TL: We talked last time about what motivated you to take the step of actively committing to the republican movement. Is there anything you wanted to add about that?
PF: I thought that Ireland was the key to revolution in Britain. It seemed that Ireland was closer to overthrowing capitalism and that it would have an effect in Britain of seriously challenging power because they were so closely linked.
TL: You didn’t perceive that in Scotland where there is another independence movement?
PF: No, and in fact who was Scotland oppressed by? England? Or Wales? I didn’t see Scotland as oppressed, whereas it was very much combined Britain oppressing Ireland.
TL: Would you still back that judgment today? Or would you see it differently now?
PF: I would probably still see Ireland as being politically more advanced than Britain. A lot of the other questions have been swept aside, like abortion rights and gay rights. They have come to Ireland. So those social questions that were retarded in Ireland and had been held back, now they have come about. Unfortunately, to some extent, it has been rightwing bourgeois politicians that have brought in those reforms. The republican movement didn’t take up those issues because they were so bound up in fighting the war and issues relating to that. Like prisoners and prison oppression and so on.
TL: Do you think they would have enhanced status if they had fought for those social causes?
PF: I thought they would have won a lot more support but they sort of held back on it. Now everyone, including the cops, are all for gay rights. It’s not at all controversial or progressive either.
TL: We are in a different position now with those questions, absolutely. Thinking again about the 1980s, There were big strikes and union protests in Britain. Was there something like that in Ireland?
PF: The problem with the miners’ strike in Britain was that the working class was divided. The Labour Party position was not really supportive of the miners although individual members were, and Thatcher was able to fight the miners to a standstill for a year. Kinnock who was the leader of the Labour Party at the time joined Thatcher in putting down the miners. The thing about Ireland, there wasn’t really something comparable to the miners’ strike but the republican movement was a significant movement that had a revolutionary cutting edge that was lacking in Britain. In Ireland there was a revolutionary nationalist movement that was armed and was taking on the British state. In the British Left they were not really taking on the state. They could have a strike and they might win or they might lose but the system was still going to renew itself and easily find a way through.

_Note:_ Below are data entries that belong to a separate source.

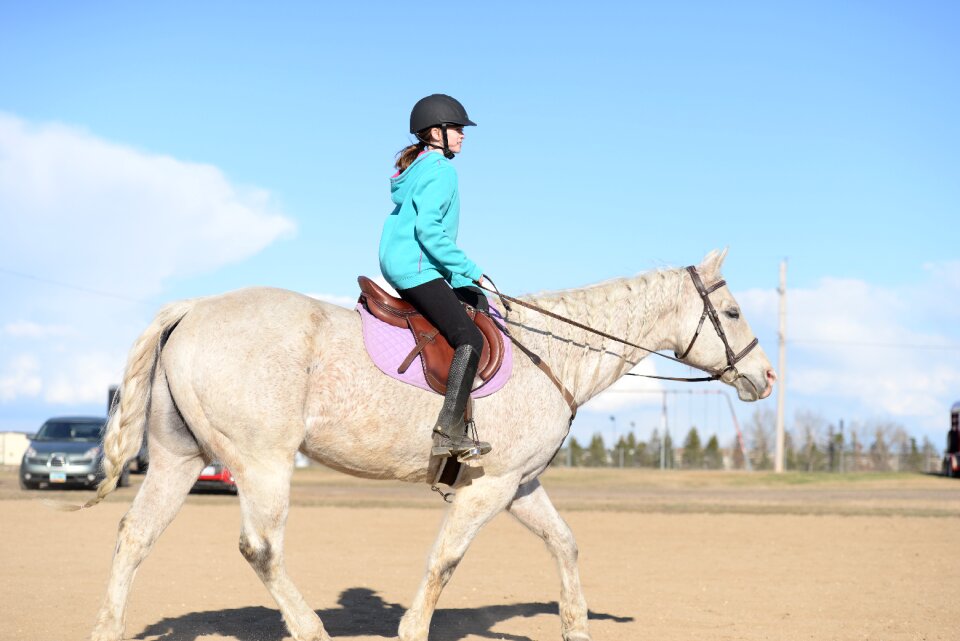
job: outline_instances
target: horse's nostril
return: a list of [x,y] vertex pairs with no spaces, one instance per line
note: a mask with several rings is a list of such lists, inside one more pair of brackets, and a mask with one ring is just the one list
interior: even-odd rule
[[767,370],[767,381],[769,381],[771,385],[777,382],[777,373],[772,369]]

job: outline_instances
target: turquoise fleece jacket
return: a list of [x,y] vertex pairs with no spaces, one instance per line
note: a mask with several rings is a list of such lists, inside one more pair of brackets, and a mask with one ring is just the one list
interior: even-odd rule
[[457,247],[460,191],[457,171],[443,154],[420,155],[390,180],[394,210],[380,236],[380,271],[396,289],[437,278],[465,287],[483,272]]

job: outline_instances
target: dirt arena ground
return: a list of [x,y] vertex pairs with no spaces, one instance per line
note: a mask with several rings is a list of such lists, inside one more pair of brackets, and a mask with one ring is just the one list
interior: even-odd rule
[[[54,512],[0,471],[0,639],[85,639],[117,522],[136,492]],[[960,481],[922,475],[550,470],[580,545],[596,641],[960,639]],[[299,470],[291,575],[337,639],[382,640],[419,584],[443,503],[426,486]],[[281,641],[237,551],[236,498],[191,495],[140,568],[128,639]],[[434,641],[558,641],[559,584],[511,517],[477,537],[444,592]]]

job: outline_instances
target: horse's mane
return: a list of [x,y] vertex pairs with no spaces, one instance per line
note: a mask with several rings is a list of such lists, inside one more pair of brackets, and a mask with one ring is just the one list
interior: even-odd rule
[[[624,305],[625,313],[643,314],[651,309],[664,309],[665,303],[672,297],[671,308],[680,303],[683,280],[677,278],[677,268],[660,268],[643,272],[632,277],[611,278],[585,287],[541,292],[524,296],[535,304],[551,311],[565,310],[571,318],[596,317],[598,313],[607,314],[611,306]],[[669,281],[676,279],[671,287]],[[636,303],[642,301],[642,306]],[[628,305],[628,303],[630,303]]]

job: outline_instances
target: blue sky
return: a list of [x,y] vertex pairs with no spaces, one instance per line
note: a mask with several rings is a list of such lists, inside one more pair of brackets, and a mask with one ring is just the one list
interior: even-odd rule
[[[957,5],[518,4],[0,7],[0,429],[100,411],[165,301],[354,296],[409,109],[444,92],[479,123],[461,245],[505,290],[729,247],[775,357],[788,258],[788,422],[940,445],[960,398]],[[611,413],[656,421],[611,396],[575,433]]]

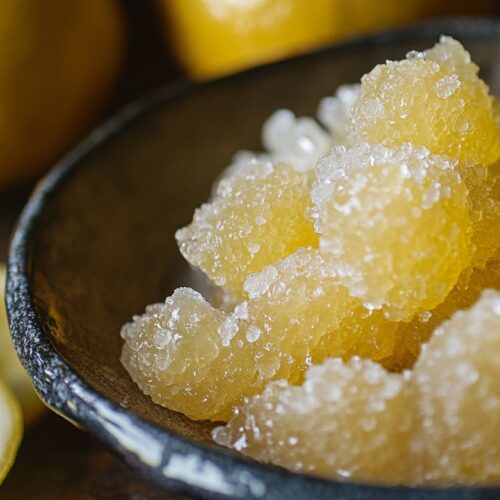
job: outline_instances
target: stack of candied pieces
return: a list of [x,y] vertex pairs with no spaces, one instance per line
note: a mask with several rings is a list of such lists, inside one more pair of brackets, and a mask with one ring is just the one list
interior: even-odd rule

So if they got rid of Thatcher, so what? A Major or Tony Blair was going to stay. Now Sinn Fein has gone down that road, they are just another bourgeois party. It’s the biggest party in Ireland in the south and the north in electoral terms let alone numerical. They are just part of the furniture now. They have completely changed in terms of their members too. Mary Lou McDonald, for instance, wouldn’t have joined when the war was on. Adams has turned a formerly revolutionary movement – the IRA and Sinn Fein – into just Sinn Fein, and turned them into bourgeois politics.